Nest step is as easy as using boost::min_element - the only thing to remember is that you should compare values. not just indexes:
auto lessByValue = [&range] (auto lhs, auto rhs)
{
return range[lhs] < range[rhs];
};
And the final steps:
auto foundMin = boost::min_element(filtered_indexes, lessByValue);
if (foundMin != std::end(filtered_indexes))
return range[*foundMin];
else
return boost::none;
Start with this answer to the earlier question. Optionally do the described tasks in that question augments.
Augment indexT to support a stride template argument size_t stride=1: Replace ++t; with std::advance(t,stride);
Add ItB base() const { return b+**a(); } to indexing_iterator (this is for later).
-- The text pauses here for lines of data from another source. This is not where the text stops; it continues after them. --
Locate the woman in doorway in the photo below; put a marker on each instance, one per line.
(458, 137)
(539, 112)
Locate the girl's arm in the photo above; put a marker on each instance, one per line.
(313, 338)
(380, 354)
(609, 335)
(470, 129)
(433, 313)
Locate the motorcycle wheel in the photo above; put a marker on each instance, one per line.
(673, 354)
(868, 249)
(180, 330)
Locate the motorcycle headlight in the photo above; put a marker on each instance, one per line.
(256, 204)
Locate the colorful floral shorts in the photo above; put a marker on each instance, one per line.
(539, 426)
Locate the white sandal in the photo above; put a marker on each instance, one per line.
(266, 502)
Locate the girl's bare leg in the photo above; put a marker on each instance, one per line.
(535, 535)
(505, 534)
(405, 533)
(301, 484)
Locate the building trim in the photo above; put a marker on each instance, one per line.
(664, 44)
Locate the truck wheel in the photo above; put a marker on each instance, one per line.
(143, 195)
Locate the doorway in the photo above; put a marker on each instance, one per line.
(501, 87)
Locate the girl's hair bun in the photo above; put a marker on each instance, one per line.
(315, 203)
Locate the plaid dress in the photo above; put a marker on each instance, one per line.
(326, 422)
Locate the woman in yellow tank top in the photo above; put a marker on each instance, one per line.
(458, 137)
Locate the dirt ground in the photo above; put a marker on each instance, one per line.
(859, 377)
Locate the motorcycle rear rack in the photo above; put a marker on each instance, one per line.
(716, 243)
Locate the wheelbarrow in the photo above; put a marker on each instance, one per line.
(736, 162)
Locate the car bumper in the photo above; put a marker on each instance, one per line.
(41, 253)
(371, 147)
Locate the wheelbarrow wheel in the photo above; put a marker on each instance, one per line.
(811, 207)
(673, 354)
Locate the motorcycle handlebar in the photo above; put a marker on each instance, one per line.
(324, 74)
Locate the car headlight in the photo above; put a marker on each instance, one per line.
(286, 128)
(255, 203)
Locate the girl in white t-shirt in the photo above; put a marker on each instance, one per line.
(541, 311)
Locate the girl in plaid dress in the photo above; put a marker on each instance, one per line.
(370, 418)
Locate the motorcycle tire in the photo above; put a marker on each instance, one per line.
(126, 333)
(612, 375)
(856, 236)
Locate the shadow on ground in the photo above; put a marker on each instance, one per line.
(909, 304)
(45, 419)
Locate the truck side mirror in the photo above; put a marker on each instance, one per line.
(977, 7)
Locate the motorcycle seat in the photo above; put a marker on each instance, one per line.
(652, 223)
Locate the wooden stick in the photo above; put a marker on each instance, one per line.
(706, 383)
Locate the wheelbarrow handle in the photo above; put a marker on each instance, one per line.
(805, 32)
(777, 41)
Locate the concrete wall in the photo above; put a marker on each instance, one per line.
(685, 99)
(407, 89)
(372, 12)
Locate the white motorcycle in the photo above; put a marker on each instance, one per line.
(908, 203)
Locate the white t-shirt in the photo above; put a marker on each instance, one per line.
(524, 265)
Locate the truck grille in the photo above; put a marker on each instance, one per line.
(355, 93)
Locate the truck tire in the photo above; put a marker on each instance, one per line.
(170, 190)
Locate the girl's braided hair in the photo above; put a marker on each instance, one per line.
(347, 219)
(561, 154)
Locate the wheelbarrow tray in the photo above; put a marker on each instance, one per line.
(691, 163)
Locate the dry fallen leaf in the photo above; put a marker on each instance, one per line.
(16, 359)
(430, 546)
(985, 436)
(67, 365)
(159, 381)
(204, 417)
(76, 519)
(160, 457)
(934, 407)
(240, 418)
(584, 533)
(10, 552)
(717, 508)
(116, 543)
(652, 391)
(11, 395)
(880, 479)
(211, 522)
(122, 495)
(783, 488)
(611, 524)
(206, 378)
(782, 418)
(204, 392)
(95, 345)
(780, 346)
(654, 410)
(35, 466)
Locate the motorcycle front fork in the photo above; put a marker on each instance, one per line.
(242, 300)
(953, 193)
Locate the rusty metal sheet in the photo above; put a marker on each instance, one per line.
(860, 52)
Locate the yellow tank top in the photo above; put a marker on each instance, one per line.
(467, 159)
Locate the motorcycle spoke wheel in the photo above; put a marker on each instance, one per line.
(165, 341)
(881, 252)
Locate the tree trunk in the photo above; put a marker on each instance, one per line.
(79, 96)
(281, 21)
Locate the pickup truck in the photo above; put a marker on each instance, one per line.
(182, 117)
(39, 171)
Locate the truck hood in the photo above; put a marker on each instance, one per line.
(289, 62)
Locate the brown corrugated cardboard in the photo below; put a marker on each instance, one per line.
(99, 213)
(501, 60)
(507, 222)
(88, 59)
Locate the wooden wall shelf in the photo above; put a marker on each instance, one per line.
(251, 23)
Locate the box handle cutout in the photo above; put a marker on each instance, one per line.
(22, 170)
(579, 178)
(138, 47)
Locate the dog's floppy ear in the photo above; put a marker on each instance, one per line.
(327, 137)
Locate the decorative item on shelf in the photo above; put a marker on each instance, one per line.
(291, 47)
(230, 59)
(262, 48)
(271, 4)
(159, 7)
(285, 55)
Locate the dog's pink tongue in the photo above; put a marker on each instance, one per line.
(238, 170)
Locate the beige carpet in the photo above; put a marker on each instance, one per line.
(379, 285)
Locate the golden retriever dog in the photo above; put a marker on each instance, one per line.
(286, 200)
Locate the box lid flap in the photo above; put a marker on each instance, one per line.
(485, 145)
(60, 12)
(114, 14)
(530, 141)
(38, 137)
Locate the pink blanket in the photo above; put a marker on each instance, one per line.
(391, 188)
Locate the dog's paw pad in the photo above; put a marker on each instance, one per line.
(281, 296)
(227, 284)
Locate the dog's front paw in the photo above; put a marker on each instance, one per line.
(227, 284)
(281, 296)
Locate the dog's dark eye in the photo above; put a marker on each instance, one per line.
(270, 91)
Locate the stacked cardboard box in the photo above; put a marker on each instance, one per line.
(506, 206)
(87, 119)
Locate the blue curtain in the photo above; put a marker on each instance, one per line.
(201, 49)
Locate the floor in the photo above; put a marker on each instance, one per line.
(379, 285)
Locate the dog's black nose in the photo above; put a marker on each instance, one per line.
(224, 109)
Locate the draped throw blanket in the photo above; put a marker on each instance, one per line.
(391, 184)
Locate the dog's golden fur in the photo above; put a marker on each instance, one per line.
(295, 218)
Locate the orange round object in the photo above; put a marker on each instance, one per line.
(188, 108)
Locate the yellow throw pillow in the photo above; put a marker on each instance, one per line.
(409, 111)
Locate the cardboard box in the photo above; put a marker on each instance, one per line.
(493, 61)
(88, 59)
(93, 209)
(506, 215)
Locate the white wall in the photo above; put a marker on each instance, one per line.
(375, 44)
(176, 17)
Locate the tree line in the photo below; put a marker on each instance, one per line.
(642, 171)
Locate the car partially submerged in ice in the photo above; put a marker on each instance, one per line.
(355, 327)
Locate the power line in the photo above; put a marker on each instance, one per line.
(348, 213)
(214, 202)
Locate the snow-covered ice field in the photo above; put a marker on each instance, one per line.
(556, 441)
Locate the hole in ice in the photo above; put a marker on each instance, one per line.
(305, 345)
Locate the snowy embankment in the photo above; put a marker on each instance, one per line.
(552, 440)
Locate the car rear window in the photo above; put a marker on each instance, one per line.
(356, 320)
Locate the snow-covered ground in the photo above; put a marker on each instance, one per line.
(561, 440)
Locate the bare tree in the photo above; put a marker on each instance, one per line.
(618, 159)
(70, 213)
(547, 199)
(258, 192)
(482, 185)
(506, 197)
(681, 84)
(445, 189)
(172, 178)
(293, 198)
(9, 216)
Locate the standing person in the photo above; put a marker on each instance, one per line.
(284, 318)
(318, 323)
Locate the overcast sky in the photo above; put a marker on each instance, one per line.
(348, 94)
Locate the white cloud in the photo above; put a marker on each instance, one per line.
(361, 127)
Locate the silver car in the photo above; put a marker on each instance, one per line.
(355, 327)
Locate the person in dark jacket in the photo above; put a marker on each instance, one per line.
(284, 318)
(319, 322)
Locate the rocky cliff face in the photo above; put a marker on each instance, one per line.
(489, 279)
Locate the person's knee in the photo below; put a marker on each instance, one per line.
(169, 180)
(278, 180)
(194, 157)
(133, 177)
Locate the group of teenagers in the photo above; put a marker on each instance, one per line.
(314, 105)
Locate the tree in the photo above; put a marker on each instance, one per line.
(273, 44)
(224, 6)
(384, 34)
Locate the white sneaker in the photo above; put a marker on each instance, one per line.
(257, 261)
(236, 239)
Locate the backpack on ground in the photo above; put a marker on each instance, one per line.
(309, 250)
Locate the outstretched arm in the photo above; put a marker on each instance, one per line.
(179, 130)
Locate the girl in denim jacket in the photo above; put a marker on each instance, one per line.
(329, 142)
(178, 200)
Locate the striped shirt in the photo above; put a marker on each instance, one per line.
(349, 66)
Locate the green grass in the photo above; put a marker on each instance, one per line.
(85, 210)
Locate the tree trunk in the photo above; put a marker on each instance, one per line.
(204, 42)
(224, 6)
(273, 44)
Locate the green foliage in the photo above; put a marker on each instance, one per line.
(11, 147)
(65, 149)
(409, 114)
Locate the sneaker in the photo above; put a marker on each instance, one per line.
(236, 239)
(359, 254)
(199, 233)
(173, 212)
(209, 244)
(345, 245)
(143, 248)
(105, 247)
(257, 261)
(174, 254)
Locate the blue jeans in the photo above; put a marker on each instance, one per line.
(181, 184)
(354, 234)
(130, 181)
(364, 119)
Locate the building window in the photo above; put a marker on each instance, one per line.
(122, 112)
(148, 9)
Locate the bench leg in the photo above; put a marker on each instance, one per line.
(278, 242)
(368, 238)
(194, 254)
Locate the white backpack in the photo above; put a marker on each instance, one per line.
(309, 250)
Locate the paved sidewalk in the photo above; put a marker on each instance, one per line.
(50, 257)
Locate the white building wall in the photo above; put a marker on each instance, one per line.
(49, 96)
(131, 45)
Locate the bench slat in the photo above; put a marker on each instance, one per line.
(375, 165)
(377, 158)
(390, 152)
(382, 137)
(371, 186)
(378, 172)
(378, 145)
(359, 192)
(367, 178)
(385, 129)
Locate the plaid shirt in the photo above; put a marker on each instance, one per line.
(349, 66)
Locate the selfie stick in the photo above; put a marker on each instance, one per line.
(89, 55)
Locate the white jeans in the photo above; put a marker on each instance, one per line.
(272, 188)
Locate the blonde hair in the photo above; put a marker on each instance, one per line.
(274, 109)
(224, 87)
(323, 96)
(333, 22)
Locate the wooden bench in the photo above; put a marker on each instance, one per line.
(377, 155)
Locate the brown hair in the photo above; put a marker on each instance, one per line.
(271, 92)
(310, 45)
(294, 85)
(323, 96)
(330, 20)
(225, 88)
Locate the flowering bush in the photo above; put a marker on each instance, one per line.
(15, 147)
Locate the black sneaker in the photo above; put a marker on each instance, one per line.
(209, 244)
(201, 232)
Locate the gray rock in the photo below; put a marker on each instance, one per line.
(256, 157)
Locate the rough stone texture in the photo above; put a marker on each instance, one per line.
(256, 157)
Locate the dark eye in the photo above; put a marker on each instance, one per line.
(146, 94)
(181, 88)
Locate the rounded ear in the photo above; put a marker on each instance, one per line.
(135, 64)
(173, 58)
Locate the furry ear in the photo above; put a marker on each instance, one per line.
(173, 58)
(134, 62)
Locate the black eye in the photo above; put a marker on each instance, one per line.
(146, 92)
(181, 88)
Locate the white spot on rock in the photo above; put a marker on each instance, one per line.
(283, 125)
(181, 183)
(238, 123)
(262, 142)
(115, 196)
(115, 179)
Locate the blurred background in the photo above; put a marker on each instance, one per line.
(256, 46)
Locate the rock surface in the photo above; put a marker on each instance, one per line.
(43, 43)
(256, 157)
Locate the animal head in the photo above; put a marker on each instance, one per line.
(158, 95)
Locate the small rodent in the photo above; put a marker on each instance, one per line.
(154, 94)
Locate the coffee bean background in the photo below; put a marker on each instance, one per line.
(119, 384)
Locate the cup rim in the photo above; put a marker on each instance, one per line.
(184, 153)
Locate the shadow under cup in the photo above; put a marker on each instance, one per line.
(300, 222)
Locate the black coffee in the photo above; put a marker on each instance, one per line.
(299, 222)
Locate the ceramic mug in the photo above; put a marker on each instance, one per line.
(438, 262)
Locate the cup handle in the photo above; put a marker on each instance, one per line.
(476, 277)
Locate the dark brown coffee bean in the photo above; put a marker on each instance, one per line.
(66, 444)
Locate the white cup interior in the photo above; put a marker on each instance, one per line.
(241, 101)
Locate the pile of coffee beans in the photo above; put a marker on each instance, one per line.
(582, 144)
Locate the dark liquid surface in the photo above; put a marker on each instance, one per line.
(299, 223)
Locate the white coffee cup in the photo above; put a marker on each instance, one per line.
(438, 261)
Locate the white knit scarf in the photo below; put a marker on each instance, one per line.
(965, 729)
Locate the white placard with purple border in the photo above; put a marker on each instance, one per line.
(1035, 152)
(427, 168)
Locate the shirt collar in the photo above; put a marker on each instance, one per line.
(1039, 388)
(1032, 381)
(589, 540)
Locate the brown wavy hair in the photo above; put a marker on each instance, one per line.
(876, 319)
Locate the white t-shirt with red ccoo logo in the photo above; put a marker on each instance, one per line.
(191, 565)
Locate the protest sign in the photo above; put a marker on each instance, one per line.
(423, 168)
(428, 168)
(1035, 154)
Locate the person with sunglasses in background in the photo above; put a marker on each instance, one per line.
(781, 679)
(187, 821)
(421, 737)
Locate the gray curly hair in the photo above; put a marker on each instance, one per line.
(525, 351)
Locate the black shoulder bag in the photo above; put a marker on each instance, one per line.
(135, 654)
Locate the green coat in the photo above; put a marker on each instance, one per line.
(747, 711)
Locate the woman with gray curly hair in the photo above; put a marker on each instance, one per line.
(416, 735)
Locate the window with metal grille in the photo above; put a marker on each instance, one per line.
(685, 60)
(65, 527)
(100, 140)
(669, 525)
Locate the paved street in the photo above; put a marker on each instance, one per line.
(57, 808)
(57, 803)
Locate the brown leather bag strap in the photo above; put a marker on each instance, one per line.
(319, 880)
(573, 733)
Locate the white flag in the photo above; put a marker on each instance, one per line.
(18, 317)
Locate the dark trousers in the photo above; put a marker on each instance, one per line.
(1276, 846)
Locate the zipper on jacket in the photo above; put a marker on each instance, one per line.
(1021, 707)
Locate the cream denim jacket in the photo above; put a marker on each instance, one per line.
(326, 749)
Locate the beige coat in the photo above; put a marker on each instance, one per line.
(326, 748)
Add template<size_t stride> using index_stride_range=range<indexT<size_t, stride>>; This is an indexing range with a compile time stride.
Write intersect that works on two index_stride_ranges. The output is an index_stride_range of stride gcd(lhs_stride, rhs_stride). Working out where it starts is another bit of work, but only high-school math. Note that an index_range is a type of index_stride_range with stride=1, so this upgrade will work with index_ranges as well.
Upgrade index_filter to take a index_stride_range as the first argument. The implementation is the same (other than relying on upgraded intersect).
Write every_nth_index<N>(offset), which is an index_stride_range that goes from offset to size_t(-(1+(abs(offset))%stride) - (size_t(-(1+(abs(offset)%stride)))%stride) or some such (basically 0 to infinity in the simple case -- the extra math is to find the biggest number that is equal to offset+k*stride that fits in a size_t.
Now we get:
auto filtered = index_filter( every_nth_index<2>(), container );
auto it = (std::min)( filtered.begin(), filtered.end() );
and we have an iterator. it.base() will return the iterator into the container that contains the element if it!=filtered.end(); (not it.base()!=container.end(), which is different).